An interface protocol, which works effectively for cache coherency applications is AMBA 5 CHI, and its combination with CCIX. “CHI” stands for “Cache Coherency Interface”, and “CCIX” stands for “Cache Coherent Interconnect for Accelerators”. CCIX sits on the top of datalink layer of the standard and ubiquitous PCI Express, and facilitates cache coherency for I/Os and Accelerator engines to work alongside of the ARM processors.

Figure 2: System Platform for a Cache Coherent HPC System

In the example block diagram 2, we have 3 chips – the main chip communicates with multiple processors, I/Os and Memories through a complex cache coherent interconnect.  If it needs to communicate with external IOs that are required to be coherent, then it uses CCIX/PCIE layer to communicate. If the “Host CPU” works as an accelerator or offload engine for processors (PROC) of data crunching tasks. Processors (PROC) follow CHI protocol for communication. The I/O port, ethernet, communicates using standard AMBA AXI for communication. Finally, the memories like DDR communicated either using CHI or AXI for communication. The memories have the option of implementing a L3 Cache to reduce access latency.

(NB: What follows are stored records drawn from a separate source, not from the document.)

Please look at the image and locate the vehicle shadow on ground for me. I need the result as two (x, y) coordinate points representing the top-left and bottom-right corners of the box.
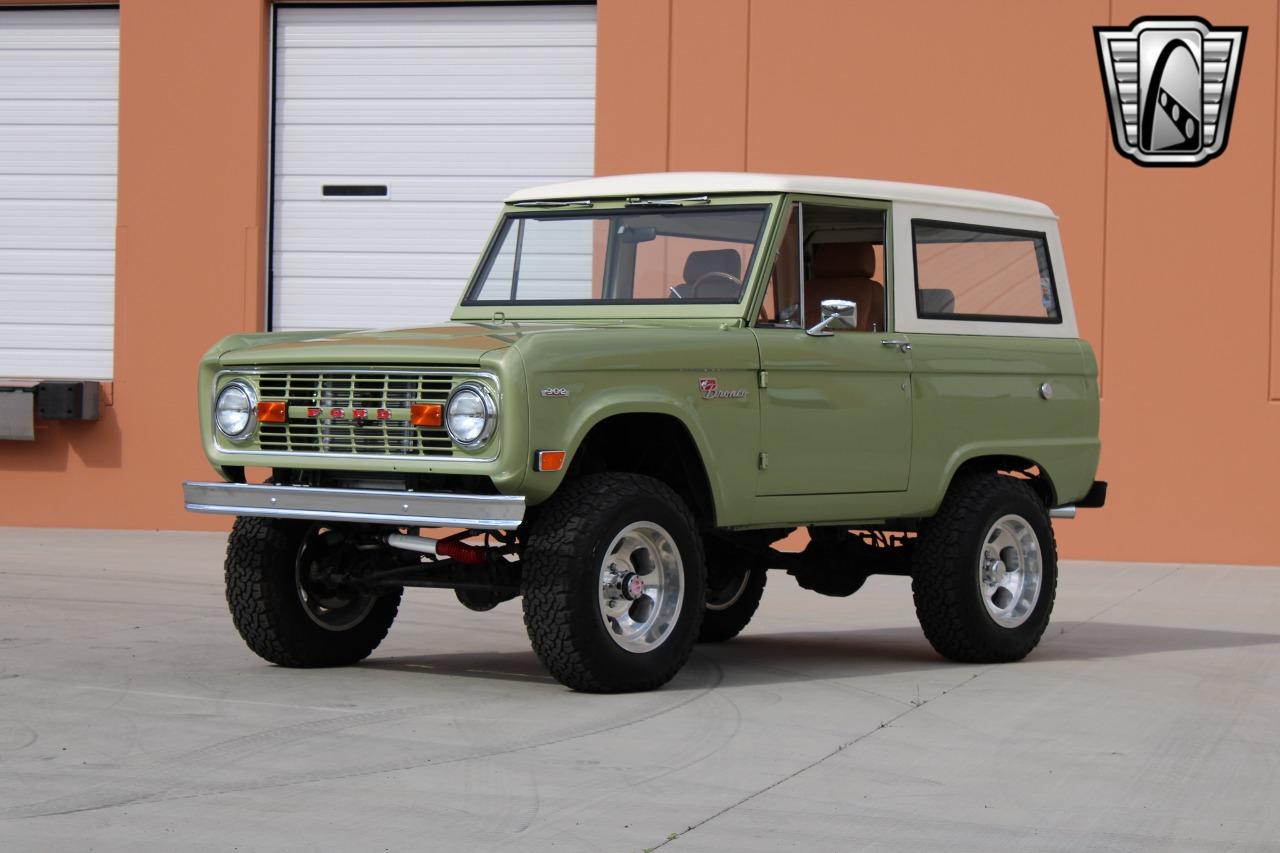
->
(1034, 620), (1280, 660)
(360, 621), (1280, 690)
(699, 621), (1280, 686)
(361, 650), (559, 685)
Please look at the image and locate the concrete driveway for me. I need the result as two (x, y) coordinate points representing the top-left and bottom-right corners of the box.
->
(1, 528), (1276, 852)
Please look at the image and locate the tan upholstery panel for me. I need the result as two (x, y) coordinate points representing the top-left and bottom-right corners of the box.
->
(804, 242), (885, 331)
(811, 241), (875, 278)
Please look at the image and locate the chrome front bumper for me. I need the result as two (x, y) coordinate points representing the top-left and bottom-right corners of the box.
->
(182, 482), (525, 530)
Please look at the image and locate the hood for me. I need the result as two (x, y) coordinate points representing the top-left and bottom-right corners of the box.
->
(214, 321), (621, 366)
(216, 323), (516, 366)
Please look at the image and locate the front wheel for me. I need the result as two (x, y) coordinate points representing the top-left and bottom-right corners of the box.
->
(521, 473), (706, 693)
(225, 516), (401, 667)
(911, 474), (1057, 663)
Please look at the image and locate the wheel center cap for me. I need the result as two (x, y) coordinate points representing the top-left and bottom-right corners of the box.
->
(620, 572), (646, 601)
(989, 560), (1007, 583)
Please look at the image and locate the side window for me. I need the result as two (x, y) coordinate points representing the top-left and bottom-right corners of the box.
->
(757, 204), (801, 326)
(799, 204), (888, 332)
(912, 221), (1060, 322)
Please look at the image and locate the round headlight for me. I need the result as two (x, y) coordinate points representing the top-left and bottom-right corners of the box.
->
(445, 383), (496, 448)
(215, 381), (256, 441)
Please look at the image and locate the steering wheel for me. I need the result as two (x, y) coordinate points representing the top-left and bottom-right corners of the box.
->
(689, 271), (743, 299)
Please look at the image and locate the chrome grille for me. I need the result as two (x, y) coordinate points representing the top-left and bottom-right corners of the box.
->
(255, 371), (458, 456)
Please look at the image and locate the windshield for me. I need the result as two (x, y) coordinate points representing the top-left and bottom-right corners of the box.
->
(463, 206), (769, 305)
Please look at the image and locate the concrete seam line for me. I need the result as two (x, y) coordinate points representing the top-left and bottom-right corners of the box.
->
(646, 669), (990, 850)
(1052, 563), (1185, 639)
(2, 658), (728, 821)
(648, 564), (1187, 850)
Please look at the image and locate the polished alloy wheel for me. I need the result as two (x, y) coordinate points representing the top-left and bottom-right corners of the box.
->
(598, 522), (685, 652)
(977, 514), (1042, 628)
(295, 525), (376, 631)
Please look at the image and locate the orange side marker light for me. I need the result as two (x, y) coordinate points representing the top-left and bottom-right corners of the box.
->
(535, 450), (566, 472)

A more complex topology is given below in the example block diagram 3, CCIX is a powerful protocol not only to maintain coherency amongst processor and the accelerators/offload engines, but also communicating across multiple platforms and chips – each platform owning its own address map.

Figure 3: Cache Coherency across two platforms and chips


The future of High Performance Computing looks both evolutionary and revolutionary. CCIX is an evolutionary protocol based on AMBA CHI protocol due to the dire need of making the I/Os and Off-chip accelerators cache coherent, and of reducing latency of communication of processors with the accelerators. The revolutionary changes come up due to emerging algorithm implementations for AI, deep learning and machine learning. For example, the applications around TensorFlow require a different level of not only architectural and implementation thinking, but also an altogether different mindset for verification of such complex implementations.